El 13 de octubre de 1993, la Real Academia de Ciencias de Suecia anunció en un comunicado de prensa que Joseph H. Taylor Jr. y su ex-estudiante Russell A. Hulse serían galardonados con el Premio Nobel por su descubrimiento en 1974 de un sistema rotante de dos pulsares separados apenas por algunas veces la distancia entre la Luna y la Tierra. Dado que los pulsares (o estrellas de neutrones) son estrellas muy densas (concentran la masa del Sol en un radio de diez kilómetros), estos sistemas se convirtieron en uno de los primeros laboratorios espaciales en donde la relatividad general de Einstein y otras teorías no Newtonianas de la gravedad podían ser puestas a prueba. Pero esta no fue la única razón del galardón.

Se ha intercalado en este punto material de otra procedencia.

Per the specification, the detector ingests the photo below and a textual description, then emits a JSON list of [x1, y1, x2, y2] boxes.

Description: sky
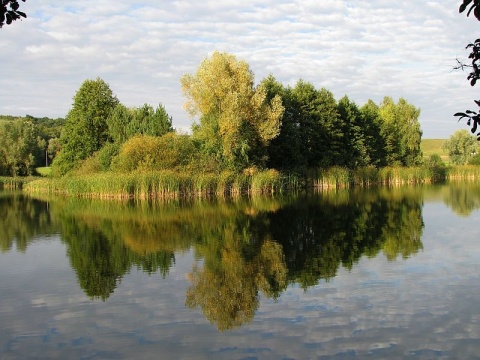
[[1, 0, 479, 138]]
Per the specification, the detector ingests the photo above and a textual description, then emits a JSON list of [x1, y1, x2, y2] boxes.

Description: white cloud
[[0, 0, 478, 137]]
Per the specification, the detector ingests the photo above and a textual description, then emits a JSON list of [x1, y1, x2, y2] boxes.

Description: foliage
[[468, 152, 480, 164], [424, 154, 447, 180], [53, 78, 119, 176], [0, 119, 45, 176], [338, 96, 370, 168], [263, 76, 420, 171], [455, 0, 480, 137], [111, 133, 195, 173], [442, 129, 479, 165], [378, 97, 423, 166], [0, 0, 26, 28], [107, 103, 173, 144], [181, 51, 284, 170]]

Cuatro años después de descubrir el sistema binario de pulsares, Taylor notó que el sistema rotaba cada vez más rápido, pero en una órbita cada vez más pequeña. La única explicación consistente con los datos es que el sistema pierde energía en forma de un tipo de radiación hasta entonces hipotética: radiación gravitacional.

La radiación gravitacional es, como los agujeros negros, una predicción insospechada de la Relatividad General de Einstein. Esta radiación se refiere a oscilaciones del espacio-tiempo, es decir ondas que se desplazan contrayendo y expandiendo el lugar por donde pasan gracias a la energía que transportan, similar a olas deformando el agua o el sonido en el aire. Estas ondas son provocadas por cualquier objeto que sufra una aceleración abrupta. Las ondas gravitacionales se desplazan a la velocidad de la luz y su frecuencia depende de su energía.

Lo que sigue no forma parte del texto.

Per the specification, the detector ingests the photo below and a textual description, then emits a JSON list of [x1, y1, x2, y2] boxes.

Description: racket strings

Las ondas gravitacionales, ondulaciones en el espacio-tiempo que se mueven a la velocidad de la luz y aparecen cuando los cuerpos masivos aceleran. Crédito: LIGO.

Desafortunadamente, debido a que la gravedad es la fuerza más débil de las cuatro fuerzas fundamentales de la naturaleza, a pesar de que esencialmente todo cuerpo puede producir esta radiación, la detección de ondas gravitacionales requiere de tecnología muy sensible y de fuentes capaces de emitir ondas gravitacionales inmensamente energéticas. Dado que la amplitud de esas ondas es atenuada con la distancia recorrida y las fuentes no son cercanas a la Tierra, incluso en un caso óptimo, la amplitud de una onda que llegara a nosotros causaría deformaciones espaciales mucho más pequeñas que un protón.

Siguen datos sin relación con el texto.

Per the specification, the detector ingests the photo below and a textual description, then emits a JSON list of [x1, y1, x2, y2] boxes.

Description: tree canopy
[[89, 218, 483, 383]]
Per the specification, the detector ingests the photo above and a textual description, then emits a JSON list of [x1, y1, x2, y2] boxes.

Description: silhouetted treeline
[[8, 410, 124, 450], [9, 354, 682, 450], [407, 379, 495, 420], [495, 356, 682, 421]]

A pesar de estos retos, las observaciones de Taylor sobre la contracción de su sistema binario de pulsares constituyó una prueba indirecta de la existencia de las ondas gravitacionales. El comunicado de prensa del Premio Nobel de 1993 preveía que quizá las violentas perturbaciones de la materia que ocurren cuando los cuerpos de un sistema binario se combinan podrían producir ondas gravitacionales detectables en nuestro planeta. Asimismo, profetizó que tendríamos “probablemente que esperar hasta el próximo siglo para conseguir una demostración directa de su existencia.”

Desde la década de 1960, varios experimentos terrestres han buscado la detección directa de ondas gravitacionales empleando diversos métodos. En 1962, un artículo de M. E. Gertsenshtein y V. I. Pustovoit y diez años más tarde un trabajo independiente de R. Weiss sugirieron el uso de interferómetros para detectar estas ondas. Un interferómetro es un dispositivo relativamente simple, compuesto de lentes y espejos, que compara las cualidades de las ondas de luz originadas en un solo haz tras enviarlas por dos trayectorias distintas.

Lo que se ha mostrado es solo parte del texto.